The Self-Advocacy Strategy helps students prepare for and participate in education or transition planning conferences. Students learn to determine and list their perceived strengths, areas in which they need to improve or learn, education and transition goals, needed accommodations, and more. They then use steps of the strategy to share their lists during conferences, listen and respond to others, ask questions, and communicate their goals.
Asking for what they want is hard for students. Sometimes they don’t even KNOW what they want. Unfortunately, if someone else has always made decisions for them…well, the likelihood of them even participating in a discussion of their plans for the future is not extremely high.

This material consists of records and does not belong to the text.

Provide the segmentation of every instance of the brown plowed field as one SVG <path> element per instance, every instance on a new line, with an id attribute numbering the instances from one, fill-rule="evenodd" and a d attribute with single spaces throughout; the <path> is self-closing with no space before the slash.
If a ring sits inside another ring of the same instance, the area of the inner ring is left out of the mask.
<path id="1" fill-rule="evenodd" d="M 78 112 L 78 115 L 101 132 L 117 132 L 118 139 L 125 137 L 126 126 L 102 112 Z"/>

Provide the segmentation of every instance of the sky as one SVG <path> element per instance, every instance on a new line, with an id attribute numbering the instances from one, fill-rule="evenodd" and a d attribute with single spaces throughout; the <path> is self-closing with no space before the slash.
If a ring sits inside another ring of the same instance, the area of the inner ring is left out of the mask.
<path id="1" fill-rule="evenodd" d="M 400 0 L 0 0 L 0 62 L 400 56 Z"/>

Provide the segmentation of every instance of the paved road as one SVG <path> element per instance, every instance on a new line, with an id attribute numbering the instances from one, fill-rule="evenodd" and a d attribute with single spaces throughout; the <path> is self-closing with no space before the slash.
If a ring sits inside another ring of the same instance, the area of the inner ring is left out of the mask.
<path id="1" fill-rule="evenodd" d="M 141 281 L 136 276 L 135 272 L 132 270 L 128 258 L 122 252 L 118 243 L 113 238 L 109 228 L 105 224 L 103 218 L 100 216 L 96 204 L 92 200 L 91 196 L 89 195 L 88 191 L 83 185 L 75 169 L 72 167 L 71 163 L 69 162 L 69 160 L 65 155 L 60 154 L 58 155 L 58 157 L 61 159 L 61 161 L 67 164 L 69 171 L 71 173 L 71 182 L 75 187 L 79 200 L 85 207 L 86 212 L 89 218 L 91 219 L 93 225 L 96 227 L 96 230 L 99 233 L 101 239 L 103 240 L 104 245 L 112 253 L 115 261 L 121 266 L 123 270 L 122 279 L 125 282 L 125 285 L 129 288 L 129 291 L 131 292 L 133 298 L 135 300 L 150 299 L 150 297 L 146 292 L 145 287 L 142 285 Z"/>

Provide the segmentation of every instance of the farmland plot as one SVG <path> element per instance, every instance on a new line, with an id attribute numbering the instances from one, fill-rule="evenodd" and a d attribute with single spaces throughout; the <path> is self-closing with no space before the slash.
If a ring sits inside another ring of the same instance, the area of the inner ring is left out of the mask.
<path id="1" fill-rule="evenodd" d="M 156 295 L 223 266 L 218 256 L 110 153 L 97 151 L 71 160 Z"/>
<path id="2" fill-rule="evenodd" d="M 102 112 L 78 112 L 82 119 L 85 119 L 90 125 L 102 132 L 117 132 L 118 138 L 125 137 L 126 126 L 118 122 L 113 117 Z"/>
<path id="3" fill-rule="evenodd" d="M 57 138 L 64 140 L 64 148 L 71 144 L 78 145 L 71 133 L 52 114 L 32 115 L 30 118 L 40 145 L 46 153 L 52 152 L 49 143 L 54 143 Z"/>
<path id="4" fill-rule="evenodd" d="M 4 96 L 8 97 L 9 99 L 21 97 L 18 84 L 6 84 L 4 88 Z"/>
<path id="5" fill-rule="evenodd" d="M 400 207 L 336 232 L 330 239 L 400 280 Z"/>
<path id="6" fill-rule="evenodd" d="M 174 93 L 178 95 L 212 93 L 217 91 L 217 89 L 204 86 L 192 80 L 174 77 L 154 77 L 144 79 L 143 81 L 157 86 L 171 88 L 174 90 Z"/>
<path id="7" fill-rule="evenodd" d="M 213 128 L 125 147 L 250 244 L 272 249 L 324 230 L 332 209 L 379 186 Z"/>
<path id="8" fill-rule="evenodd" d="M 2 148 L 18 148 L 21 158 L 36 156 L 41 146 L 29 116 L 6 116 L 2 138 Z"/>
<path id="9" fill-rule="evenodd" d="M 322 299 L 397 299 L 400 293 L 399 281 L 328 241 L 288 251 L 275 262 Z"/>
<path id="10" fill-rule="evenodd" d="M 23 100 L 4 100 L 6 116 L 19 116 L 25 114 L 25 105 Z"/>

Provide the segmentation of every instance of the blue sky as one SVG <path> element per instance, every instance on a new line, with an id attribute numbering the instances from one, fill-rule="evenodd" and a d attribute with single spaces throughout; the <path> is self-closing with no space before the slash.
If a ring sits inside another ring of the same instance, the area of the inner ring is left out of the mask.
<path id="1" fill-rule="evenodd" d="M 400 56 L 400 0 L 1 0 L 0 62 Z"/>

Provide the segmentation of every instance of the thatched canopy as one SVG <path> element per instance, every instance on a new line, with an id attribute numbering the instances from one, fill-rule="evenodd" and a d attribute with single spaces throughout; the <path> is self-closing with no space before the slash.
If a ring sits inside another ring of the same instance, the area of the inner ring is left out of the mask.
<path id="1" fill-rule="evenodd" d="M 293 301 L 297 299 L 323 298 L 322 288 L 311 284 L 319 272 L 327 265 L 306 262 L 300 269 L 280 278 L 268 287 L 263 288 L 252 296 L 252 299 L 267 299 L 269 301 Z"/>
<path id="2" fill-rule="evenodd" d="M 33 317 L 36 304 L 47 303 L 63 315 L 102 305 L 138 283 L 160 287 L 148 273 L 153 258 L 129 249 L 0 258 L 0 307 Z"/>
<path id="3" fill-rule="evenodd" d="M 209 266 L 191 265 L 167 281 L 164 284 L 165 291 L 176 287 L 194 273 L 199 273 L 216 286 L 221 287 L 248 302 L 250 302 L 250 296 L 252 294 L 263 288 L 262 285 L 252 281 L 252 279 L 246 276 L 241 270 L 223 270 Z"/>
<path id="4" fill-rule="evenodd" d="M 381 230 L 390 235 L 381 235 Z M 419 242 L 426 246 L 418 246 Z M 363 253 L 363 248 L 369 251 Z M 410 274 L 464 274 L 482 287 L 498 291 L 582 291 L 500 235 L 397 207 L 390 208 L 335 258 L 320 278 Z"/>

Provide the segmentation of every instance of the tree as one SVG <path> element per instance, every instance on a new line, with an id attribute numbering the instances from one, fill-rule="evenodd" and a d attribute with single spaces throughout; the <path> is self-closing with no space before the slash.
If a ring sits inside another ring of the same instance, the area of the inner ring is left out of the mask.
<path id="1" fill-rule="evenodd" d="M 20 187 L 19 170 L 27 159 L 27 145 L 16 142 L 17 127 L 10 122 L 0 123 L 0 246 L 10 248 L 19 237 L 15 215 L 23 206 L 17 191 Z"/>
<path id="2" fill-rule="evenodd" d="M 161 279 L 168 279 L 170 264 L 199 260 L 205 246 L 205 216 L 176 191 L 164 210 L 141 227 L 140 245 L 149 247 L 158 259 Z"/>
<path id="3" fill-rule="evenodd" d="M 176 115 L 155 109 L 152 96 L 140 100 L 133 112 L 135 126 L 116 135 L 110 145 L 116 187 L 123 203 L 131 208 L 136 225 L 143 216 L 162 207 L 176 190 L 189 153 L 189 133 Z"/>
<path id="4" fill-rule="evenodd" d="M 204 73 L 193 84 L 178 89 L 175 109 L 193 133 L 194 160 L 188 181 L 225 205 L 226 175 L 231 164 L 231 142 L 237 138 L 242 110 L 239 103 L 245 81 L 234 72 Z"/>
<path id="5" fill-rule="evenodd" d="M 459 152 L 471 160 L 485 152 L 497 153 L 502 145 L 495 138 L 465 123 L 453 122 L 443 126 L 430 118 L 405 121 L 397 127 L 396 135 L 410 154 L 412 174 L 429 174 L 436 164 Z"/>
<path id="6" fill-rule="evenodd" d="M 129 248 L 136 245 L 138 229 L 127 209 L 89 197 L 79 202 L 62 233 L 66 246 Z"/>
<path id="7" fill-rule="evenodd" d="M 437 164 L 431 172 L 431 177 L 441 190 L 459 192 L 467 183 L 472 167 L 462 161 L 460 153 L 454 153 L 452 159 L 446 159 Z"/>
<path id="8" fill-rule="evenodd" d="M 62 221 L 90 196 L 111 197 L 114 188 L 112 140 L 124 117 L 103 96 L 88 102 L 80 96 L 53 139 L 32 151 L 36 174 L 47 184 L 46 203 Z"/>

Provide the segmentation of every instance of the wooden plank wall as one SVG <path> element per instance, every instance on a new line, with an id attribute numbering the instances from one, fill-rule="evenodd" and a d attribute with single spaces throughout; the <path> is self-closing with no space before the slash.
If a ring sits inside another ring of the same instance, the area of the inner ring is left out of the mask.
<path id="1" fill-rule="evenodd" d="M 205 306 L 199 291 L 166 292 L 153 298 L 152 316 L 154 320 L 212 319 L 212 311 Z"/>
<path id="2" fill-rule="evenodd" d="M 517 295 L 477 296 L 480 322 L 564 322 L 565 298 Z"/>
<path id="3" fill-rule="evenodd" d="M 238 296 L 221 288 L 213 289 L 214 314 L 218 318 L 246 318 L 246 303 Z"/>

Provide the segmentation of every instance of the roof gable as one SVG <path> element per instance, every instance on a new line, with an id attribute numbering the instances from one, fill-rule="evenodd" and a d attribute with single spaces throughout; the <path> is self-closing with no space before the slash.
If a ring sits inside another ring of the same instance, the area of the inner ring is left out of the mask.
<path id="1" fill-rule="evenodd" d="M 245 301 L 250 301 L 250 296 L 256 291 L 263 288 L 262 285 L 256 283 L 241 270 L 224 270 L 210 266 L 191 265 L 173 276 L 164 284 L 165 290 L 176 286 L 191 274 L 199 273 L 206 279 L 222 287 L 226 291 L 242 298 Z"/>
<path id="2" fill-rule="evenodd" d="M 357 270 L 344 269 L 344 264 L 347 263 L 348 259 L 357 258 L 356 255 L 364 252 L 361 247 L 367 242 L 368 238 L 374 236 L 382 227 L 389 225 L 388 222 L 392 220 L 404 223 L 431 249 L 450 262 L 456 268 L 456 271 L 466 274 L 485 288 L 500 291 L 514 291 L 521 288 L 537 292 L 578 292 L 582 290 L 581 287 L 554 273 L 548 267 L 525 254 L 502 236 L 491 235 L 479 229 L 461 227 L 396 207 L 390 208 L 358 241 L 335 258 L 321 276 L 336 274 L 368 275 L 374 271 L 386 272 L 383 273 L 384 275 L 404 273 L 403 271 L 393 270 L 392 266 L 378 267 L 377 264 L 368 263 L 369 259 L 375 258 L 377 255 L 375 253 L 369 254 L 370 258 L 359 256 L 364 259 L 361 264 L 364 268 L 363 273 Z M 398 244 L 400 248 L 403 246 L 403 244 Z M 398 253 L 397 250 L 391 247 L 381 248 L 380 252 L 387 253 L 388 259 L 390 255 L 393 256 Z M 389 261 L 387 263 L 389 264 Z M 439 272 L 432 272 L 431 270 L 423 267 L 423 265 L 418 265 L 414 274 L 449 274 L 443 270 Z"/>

This is the exact predicament in which many students find themselves upon entering junior high. After years of having someone else make decisions for them, they’re all of a sudden expected to make decisions themselves. What they’ll be when they grow up. What they’ll learn. How they’ll learn it. When they’ll learn it. You might as well throw a baby into the ocean and expect him to swim.
With the Self-Advocacy Strategy program, however, students receive the training they need to navigate the educational ocean before them. Specifically, they learn to become active participants in their planning their education. They do this first by learning to identify their strengths and needs, by setting their own goals, and then by learning a set of behaviors to use to express their ideas to others who can help them make their dreams come true. Thus, within this program, students learn important skills that can be used for life. They learn how to organize and present information about themselves and advocate for themselves in mature and positive ways.